Muhalefetin önde gelen adayı Muharrem İnce'nin seçim yenilgisini kabul ettiği konuşmasında ifade ettiği gibi, Cumhurbaşkanı Recep Tayyip Erdoğan ile kendisinin aldığı oy arasında 10 milyondan fazla fark vardı. Panelistler Türk siyasetinin ve seçim sürecinin Batı medyasında yanlış yorumlandığına ve ABD ile Türkiye arasındaki iletişimin ve karşılıklı anlayışın gelişmesi gerektiğine dikkat çekti.
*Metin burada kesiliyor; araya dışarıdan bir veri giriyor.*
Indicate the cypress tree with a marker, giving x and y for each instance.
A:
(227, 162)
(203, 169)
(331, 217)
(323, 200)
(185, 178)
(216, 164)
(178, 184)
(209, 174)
Amerikan yönetimlerinin Türkiye'ye stratejik ortak muamelesi yapmaması ve Türkiye'nin endişelerini ve önceliklerini sürekli görmezden gelmesi, panelistler tarafından sıkça dile getirildi.
İkinci olarak, panelistler arsında Türk-Amerikan ilişkilerinin geleceğine ilişkin "ihtiyatlı bir iyimserlik" vardı. Bu yaklaşımı iyimser kılan, ortak stratejik çıkarların bulunduğu çeşitli alanların varlığı. Buna iki ülkenin, Afganistan'ın istikrara kavuşturulması ve terörizmle mücadele gibi başka konu başlıklarında krizler sırasında işbirliği yapması da dahil.
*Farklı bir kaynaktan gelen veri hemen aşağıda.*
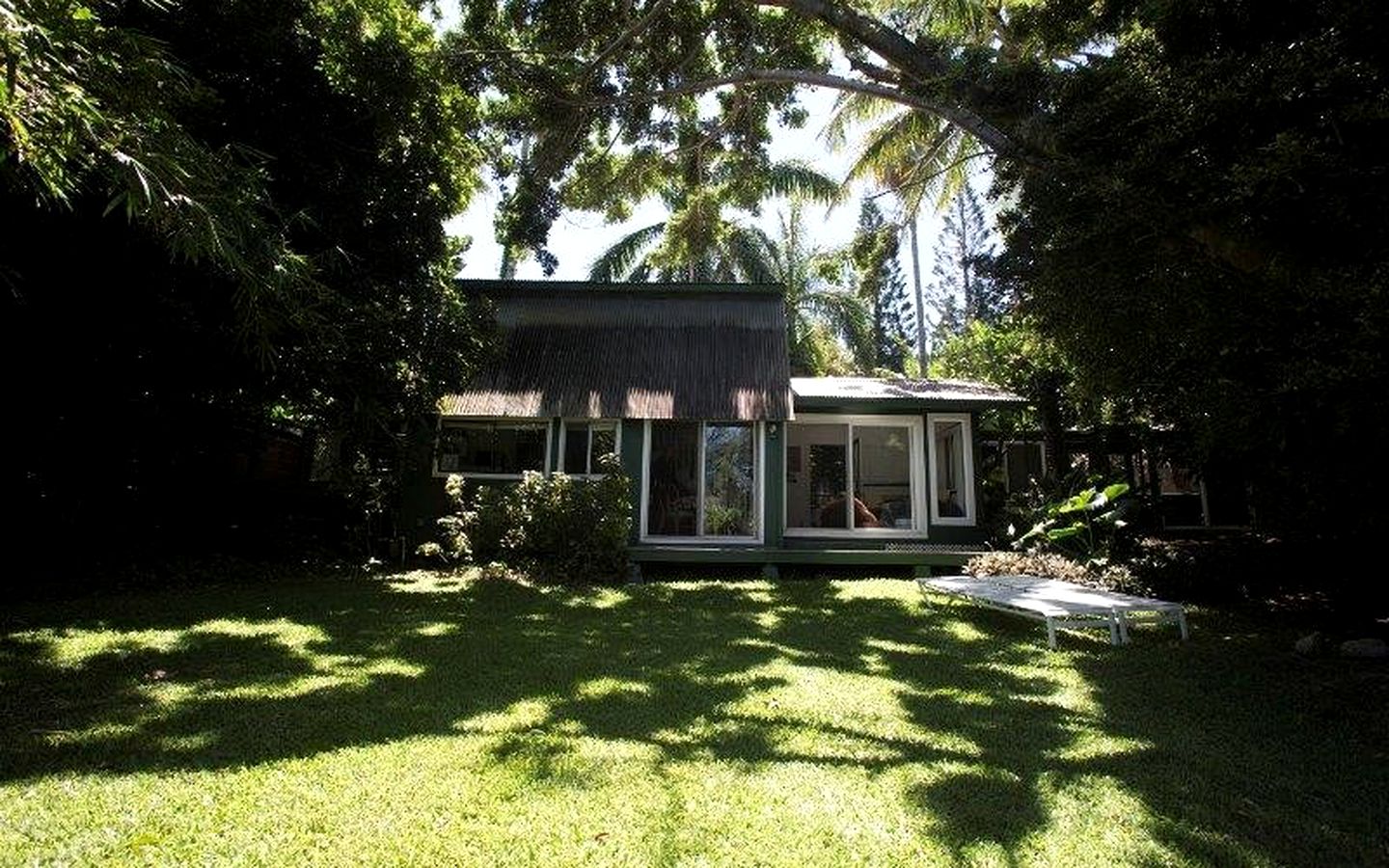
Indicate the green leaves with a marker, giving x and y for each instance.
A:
(1081, 526)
Yeni dönemde bilhassa ABD'nin yeni Afganistan politikası ve Deaş ile mücadele dikkate alındığında, stratejik ortaklığın devam etmesini bekleyebiliriz. Bu iyimserlik aynı zamanda, Menbiç'le ilgili yakın zamanda varılan mutabakattan kaynaklanıyor. İki ülkenin söz konusu müzakereler sırasında sergilediği iyi niyet, ciddi bir iyimserlik yarattı. Menbiç anlaşmasının iki tarafın atadığı çalışma gruplarınca müzakere edilmiş olması, diplomatik mekanizmaların hâlâ işlediğini ve bu işbirliğinin diğer ihtilaflı alanlarda da uygulanabileceğini gösteriyor. Tabii, Başkan Trump ile Cumhurbaşkanı Erdoğan'ın kimyalarının uyuşması da önemli bir boyut.
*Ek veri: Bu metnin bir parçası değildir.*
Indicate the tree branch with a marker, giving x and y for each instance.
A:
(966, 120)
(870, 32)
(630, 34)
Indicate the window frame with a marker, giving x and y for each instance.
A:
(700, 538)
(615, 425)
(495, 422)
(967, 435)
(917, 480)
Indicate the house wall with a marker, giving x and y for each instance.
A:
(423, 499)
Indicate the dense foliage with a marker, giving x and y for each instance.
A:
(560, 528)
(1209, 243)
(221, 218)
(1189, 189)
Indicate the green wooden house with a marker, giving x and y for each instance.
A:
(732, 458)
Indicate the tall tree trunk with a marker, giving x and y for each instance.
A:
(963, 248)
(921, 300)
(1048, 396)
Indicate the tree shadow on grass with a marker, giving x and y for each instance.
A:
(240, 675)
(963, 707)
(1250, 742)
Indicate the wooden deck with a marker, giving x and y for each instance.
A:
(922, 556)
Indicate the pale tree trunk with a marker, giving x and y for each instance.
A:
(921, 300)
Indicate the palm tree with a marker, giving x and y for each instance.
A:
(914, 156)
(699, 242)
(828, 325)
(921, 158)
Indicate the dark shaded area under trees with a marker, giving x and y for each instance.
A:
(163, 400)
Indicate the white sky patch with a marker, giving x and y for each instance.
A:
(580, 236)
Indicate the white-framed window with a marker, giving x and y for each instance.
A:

Ancak önümüzdeki dönemde kriz yaratmaya devam edebilecek birkaç konu başlığı nedeniyle temkinli bir iyimserlik var. Kuşkusuz, ABD'nin PKK'yla bağlantılı Halk Savunma Birlikleri (YPG) ile ilişkisi Türkiye için listenin en başında geliyor. Deaş'a yönelik operasyonların ardından şimdi herkes, ABD-YPG işbirliğinin geleceğiyle ilgili aynı soruyu soruyor. Sorun ABD'nin çözüm bulmasını gerektiren bir noktaya ulaştı.
İlişkilerin düzelmesinin önündeki bir diğer engel de S-400 füzeleri konusu olacak. ABD hükümetinin bu konuyla ilgili yaptırım uygulama girişimleri, ilişkilerde ciddi bir kriz daha yaratabilir. Fetullah Gülen'in iade edilmesi talebine verilecek yanıt ve Halkbank konusu da önümüzdeki dönemde ilişkilerde temkinli olmayı gerektiren başlıklar. Bu anlamda, çalışma grupları sadece diplomatik tıkanıklıkların aşılmasında değil kilit önemdeki konu başlıklarında kriz yönetimine yardımcı olarak da ciddi bir rol oynayabilir. Dolayısıyla, çalışma grupları yalnızca hükümetler düzeyindeki konulara odaklanmakla kalmayıp bu krizlerin iç kamuoyuna yansımalarını idare etmeye de hazırlanmalı. Medya ve kamuoyu ile etkin ve stratejik nitelikli bir bilgi paylaşımı, bu krizlerin idare edilmesi ve iyimserliğin yüksek tutulması açısından önemli bir işlev üstlenecektir.